Even when she plays as a soloist, Eléonore Darmon sees music as an act of sharing and reciprocity: “Everything is chamber music! Whether facing the orchestra or in the orchestra, with piano or as part of a quartet, the violinist must have the same ability to listen to the other musicians,” says Eléonore. Between 2013 and 2016, she held the position of concertmaster for the Orchestre de l’Alliance in Paris – an orchestra with which she performed Tchaikovsky’s Concerto in D Major at the Salle Gaveau in Paris, in a concert that was filmed and that can be viewed in its entirety on YouTube. Since 2015, Eléonore has been a regular guest violinist with the Orchestre National du Capitole de Toulouse and with the orchestras of Lille, Montpellier and Bordeaux as principal second or third violinist.

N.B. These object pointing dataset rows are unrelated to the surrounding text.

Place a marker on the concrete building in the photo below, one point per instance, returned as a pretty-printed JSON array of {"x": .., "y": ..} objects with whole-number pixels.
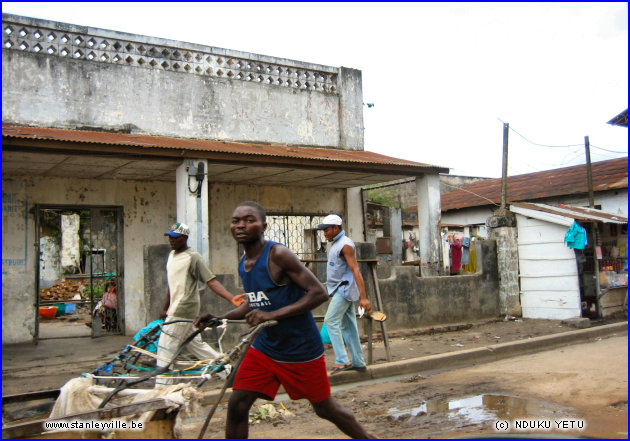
[{"x": 125, "y": 134}]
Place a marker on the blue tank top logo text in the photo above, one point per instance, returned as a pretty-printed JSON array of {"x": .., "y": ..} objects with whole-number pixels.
[{"x": 258, "y": 299}]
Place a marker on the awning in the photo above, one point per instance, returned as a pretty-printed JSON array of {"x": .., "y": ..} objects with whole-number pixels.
[
  {"x": 114, "y": 155},
  {"x": 565, "y": 214}
]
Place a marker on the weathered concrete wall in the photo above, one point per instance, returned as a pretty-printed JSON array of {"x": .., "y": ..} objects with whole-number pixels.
[
  {"x": 85, "y": 77},
  {"x": 411, "y": 301},
  {"x": 148, "y": 210},
  {"x": 285, "y": 200}
]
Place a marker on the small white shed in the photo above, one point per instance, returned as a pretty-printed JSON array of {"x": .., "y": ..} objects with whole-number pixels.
[{"x": 548, "y": 269}]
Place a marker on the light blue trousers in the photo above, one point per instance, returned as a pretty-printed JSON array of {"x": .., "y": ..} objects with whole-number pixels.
[{"x": 341, "y": 323}]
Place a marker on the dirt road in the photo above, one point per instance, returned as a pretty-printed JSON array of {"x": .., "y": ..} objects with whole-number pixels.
[{"x": 584, "y": 386}]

In 2018, she substituted several times for the concertmaster of the Aarhus Orchestra in Denmark, first in a programme focused on Copland and then in all four Brahms symphonies. This is how the orchestra’s permanent conductor, Marc Soustrot, described the experience:

“This performance of the complete Brahms symphonies gave me an opportunity to discover a brilliant musician with a strong, determined temperament, everything that is indispensable for the position Eléonore held for four concerts (three different programmes). Her musicianship and technique proved indispensable to the success of the concerts.”

 

Éléonore performs on a Gianbattista Grancino violin with a Eugène Sartory bow.